# WD Passport problem



## fitlibrarian

I have a 40 Gig WD Passport that just quit working. At first I thought it was the USB port since I had just reformated my computer. It is not the USB port because my mp3 player still works on that port. Also the drive is not opening up on my other two laptops.

Before I reformated the computer I had backed up everything to the WD Passport. I am just sick about the idea that 5 years worth of digital photos could be gone.

I can hear the WD spinning around but it does nothing more. Anyway I can recover what is on this thing? 

My kids swear they did not drop it. I don't want to reformat it because it would erase everything.

Please help me if you can.

BTW I have already emailed WD passport.

:upset::upset::upset:


----------



## dai

can you see the drive in disk management and the space occupied by the files


----------



## fitlibrarian

How do I find disk management?

It does not appear at all (while plugged in) my computer


----------



## dai

control panel /admin tools
look in the left column for disk management and click on it


----------



## ceri sheeran

Hi,

Your USB ports on the laptop may not be able to supply enough power for the WD Passport drive.

Try using a powered USB 2 hub or try using a separate power supply unit for the WD Passport drive. The 40GB passport drive I have has provision for a separate power supply jack instead of being powered from the USB ports. 

The cable supplied with the drive I have, is intended to use two USB ports to power the drive. A laptop may not be able to supply enough power on the USB ports to run the drive.

Even on mains poer, not battery a laptop may struggle to supply enough power on the USB ports for the drive, hence the need for a separate power supply to the drive.

hth

Ceri


----------



## c_speers

fitlibrarian I have the same problem as you. My Passport is a 60GB, but it just stopped working, i can hear the Hard drive spinning though. ITs not being recognised in Disk Management, but the computer still seems to recognise it when it is plugged in, however it wont load up the files.

Any ideas?


----------



## mbag

Here is a possible solution to the original problem, but I don't know why it works: Plug the drive into a computer running Vista.

I have a similar problem. I have a WD Passport 60 gig that I keep music and personal files on at work. Computer is running XP, version 5.1.2600. Every few weeks or longer, the drive simply disappears and cannot be accessed, even after unplugging and replugging it in. The drive light comes on, and you can hear a soft rhythmic clicking, as if the drive is spinning on an endless loop. No error messages, nothing. The drive is simply not detected.

I took the drive home to see if I could recover it. I plugged it into my Vista box there, and it started up fine. All files were there, and fully accessible. The amazing thing is, after this "reboot" through Vista, it works fine when plugged back into the XP computer at work. (At least, until the next time it craps out, which can be weeks later.)

I have done this numerous times, and it always works. It's somewhat annoying, but better than not having the drive.

Note that plugging it into other XP computers (at work) does not "reset" the drive, and you still just get the clicking sound, with no recognition by the OS.

Hope this helps.
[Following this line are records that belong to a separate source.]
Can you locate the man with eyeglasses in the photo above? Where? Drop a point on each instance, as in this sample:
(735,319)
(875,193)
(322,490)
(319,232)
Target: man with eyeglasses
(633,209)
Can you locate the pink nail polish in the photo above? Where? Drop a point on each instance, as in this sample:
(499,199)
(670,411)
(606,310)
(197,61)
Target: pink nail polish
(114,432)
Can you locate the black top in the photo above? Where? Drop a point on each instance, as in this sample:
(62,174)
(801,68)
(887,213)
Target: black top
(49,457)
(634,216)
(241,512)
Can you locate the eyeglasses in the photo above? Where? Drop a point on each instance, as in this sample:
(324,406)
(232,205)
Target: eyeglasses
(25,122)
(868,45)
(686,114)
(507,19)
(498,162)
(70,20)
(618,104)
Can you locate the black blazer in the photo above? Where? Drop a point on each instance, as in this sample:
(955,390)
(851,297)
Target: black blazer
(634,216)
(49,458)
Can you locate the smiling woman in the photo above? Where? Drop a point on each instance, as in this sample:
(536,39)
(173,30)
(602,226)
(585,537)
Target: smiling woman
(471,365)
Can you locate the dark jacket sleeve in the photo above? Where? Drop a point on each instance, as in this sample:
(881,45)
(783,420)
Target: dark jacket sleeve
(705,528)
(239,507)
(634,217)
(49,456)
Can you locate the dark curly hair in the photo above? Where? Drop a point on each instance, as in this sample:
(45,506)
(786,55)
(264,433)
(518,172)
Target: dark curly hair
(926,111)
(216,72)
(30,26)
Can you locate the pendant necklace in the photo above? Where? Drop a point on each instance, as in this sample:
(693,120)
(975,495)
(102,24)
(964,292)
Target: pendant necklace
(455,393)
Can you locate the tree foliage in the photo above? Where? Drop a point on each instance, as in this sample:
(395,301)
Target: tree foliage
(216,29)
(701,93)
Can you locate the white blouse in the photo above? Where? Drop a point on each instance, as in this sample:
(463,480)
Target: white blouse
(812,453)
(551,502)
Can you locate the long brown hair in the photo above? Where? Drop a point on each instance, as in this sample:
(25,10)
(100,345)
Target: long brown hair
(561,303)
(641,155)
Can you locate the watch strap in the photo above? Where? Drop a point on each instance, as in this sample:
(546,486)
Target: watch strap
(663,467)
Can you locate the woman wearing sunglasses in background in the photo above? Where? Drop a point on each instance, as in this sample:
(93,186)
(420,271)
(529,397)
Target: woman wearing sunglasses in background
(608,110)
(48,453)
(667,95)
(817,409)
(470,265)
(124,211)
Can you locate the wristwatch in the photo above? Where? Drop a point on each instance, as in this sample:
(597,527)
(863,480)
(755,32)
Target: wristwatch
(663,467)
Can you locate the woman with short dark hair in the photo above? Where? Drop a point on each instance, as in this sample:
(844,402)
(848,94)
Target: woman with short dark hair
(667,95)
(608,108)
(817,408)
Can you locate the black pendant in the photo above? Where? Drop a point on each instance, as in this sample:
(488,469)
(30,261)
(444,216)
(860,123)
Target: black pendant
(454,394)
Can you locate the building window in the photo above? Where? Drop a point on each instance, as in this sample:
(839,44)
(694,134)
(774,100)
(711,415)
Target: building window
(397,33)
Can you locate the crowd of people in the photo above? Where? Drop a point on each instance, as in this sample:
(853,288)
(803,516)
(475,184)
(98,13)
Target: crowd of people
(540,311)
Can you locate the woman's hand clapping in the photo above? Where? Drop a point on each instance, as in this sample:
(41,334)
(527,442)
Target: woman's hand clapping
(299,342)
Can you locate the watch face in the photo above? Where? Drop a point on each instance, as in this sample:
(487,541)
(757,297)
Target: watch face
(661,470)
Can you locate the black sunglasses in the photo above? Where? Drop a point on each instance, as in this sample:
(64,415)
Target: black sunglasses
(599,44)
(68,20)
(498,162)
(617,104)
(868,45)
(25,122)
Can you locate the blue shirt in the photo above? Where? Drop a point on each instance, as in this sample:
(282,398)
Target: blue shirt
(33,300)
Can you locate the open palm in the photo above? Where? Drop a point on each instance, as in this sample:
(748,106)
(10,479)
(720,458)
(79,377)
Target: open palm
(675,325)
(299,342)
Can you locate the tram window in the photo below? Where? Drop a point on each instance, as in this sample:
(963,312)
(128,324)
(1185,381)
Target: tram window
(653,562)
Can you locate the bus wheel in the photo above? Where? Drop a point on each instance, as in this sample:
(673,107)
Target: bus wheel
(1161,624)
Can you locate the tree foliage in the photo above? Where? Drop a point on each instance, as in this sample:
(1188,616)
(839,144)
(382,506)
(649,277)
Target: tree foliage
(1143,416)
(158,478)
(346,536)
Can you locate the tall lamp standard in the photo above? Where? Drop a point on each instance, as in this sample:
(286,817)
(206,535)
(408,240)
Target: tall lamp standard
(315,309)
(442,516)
More importantly, does this suggest to anyone what the underlying problem is? I'd like to be able to solve the problem for good ...


----------



## bongo667

Any news?


----------



## kansasa

I ran into a somewhat similar problem with my passport when my USB DVD player didn't have enough power to run it. I made my own cord to power it through the USB cable using a 5v power adaptor. I've posted instructions at my blog and a video at YouTube. It's pretty simple to make the cord and I used items I had around the house so it didn't really cost me anything. You could use the cable when the USB from your computer doesn't supply enough power as well as use it when it won't work with a USB enabled DVD player. The link to my blog is at
http://kansasa.blogspot.com/2008/06/make-your-wd-passport-work-with-any-usb.html 
I hope this helps some


----------